This Is My Last Resort: Again, much of On the Count of Three relies on Carmichael’s balancing act of tones, and occasionally he fumbles enough to give you pause. Racial and homophobic slurs are trotted out unabashedly, only to walk them back through assurances that “it’s the intention of the word” or half-hearted expressions of white guilt. The latter works better than the former, especially given the entertaining dissonance between Kevin’s white-ally wokeness and the murderous intentions of his final hours on Earth: a running gag revolves around the cathartic joy Kevin gets from waving a gun around, despite being morally opposed to them (“It’s my right to bear this arm for some reason!” he shouts back at a gas station attendee he just held up).

But apart from those occasional scenes, the experiential differences between a white and Black best friend feel largely ignored, when they would have been an intriguing minefield to plumb for two friends airing out all their final thoughts at the end of their lives. Much as they claim they know each other better than anyone else, there’s always a frustrating disconnect in performance and experience that still make them feel like they’re in their own worlds. And that might be the point.

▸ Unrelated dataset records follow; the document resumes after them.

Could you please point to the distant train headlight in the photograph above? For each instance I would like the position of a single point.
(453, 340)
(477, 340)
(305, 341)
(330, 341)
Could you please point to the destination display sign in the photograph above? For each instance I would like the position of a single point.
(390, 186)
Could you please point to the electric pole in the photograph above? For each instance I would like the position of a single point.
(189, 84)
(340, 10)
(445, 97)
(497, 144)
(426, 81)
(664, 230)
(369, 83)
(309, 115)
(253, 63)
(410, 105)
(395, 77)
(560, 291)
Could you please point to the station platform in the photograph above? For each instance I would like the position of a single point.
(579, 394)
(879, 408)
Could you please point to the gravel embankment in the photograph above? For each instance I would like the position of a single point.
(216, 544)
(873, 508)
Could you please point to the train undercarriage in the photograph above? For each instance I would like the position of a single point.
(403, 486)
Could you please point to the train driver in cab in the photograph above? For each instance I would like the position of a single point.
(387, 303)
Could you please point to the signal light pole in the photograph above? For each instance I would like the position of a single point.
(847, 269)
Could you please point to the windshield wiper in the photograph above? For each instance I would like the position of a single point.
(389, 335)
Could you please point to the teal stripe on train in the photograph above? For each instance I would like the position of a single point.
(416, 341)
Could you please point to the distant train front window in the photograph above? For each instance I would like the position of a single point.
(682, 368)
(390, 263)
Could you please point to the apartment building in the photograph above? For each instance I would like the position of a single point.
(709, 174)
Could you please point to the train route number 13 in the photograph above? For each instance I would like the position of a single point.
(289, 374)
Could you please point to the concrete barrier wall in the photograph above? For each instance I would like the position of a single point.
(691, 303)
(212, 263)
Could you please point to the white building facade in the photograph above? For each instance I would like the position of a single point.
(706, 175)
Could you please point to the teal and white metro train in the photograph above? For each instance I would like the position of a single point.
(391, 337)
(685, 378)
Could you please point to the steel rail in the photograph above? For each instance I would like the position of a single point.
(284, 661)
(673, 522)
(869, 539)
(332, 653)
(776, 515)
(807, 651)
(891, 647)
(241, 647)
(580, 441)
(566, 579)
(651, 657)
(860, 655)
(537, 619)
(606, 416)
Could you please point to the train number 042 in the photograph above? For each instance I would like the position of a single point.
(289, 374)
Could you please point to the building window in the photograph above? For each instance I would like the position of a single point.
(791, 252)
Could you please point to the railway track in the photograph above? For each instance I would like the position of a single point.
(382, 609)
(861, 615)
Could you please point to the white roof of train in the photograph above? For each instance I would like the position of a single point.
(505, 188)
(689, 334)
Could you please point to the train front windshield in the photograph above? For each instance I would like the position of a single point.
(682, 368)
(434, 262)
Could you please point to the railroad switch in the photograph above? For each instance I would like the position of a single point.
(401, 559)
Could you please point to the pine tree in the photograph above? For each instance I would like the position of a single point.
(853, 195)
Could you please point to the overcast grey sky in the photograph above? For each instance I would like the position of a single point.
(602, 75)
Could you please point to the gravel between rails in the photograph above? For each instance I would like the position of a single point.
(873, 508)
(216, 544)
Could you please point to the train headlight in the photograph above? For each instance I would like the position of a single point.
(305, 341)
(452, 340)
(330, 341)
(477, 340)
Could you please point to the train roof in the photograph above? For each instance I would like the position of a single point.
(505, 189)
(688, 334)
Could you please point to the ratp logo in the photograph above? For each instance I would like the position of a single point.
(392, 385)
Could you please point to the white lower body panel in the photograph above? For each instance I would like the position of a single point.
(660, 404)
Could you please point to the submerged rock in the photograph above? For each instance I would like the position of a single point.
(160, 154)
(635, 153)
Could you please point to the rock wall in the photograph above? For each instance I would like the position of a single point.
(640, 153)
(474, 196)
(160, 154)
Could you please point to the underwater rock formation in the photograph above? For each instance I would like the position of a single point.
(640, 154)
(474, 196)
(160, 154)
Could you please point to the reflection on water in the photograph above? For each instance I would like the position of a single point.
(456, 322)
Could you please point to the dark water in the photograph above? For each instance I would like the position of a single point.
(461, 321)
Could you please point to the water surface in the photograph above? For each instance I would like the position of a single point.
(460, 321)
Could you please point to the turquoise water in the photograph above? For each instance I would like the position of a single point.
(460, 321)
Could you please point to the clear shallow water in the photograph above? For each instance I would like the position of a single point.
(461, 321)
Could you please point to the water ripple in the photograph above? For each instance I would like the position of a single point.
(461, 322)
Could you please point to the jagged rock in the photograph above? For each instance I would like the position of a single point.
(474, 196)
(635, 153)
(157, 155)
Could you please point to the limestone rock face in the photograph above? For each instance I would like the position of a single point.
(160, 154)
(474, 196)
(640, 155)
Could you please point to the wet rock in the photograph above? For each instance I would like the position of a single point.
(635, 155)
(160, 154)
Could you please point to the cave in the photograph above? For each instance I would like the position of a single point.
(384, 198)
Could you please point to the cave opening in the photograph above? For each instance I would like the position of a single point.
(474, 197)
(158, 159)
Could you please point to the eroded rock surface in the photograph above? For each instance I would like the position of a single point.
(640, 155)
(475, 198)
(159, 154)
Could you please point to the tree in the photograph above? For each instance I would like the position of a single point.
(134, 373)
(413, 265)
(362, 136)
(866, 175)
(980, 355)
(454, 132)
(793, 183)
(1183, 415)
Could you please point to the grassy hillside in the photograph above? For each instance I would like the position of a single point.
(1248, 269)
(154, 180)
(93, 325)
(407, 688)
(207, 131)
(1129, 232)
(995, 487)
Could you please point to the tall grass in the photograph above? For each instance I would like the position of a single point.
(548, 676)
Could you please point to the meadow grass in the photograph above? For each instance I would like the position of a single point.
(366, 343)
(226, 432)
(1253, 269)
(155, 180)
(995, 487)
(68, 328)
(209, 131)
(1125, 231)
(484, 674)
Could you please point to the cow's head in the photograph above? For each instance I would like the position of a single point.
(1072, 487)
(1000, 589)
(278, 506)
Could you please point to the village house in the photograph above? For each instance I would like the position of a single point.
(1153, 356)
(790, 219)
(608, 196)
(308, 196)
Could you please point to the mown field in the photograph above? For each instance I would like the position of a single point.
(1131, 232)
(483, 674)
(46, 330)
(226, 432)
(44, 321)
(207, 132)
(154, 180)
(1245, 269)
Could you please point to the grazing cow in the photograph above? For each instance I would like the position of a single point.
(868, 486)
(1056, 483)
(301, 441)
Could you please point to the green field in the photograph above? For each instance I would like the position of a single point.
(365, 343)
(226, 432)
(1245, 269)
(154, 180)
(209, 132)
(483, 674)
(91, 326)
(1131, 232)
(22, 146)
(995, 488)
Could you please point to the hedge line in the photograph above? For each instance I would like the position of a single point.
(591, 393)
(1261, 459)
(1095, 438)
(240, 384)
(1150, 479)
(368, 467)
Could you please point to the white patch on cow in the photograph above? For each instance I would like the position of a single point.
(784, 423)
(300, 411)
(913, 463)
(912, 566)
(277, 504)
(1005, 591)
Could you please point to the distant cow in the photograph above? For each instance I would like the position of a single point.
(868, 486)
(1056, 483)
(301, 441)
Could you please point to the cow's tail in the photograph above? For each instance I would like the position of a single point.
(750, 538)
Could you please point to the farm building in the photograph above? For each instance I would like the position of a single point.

The Verdict: While the third act devolves into some broader swings that the rest of the movie doesn’t successfully build to, there’s a lot about On the Count of Three that will charm, particularly if you’ve struggled with similarly self-destructive friendships. There’s always that one person in your life who you can’t get rid of, no matter how self-destructive they’re being, because you know and love that person so much their pain reflects in yours. Even as On the Count of Three tumbles toward an ending as unpredictable as it is slightly unearned, the bones of its central performances and unabashed embrace of its concept keep you glued to the screen. Carmichael’s got something really special here, and it’ll be intriguing to see what a second feature bodes for him now that he’s really gotten his feet wet.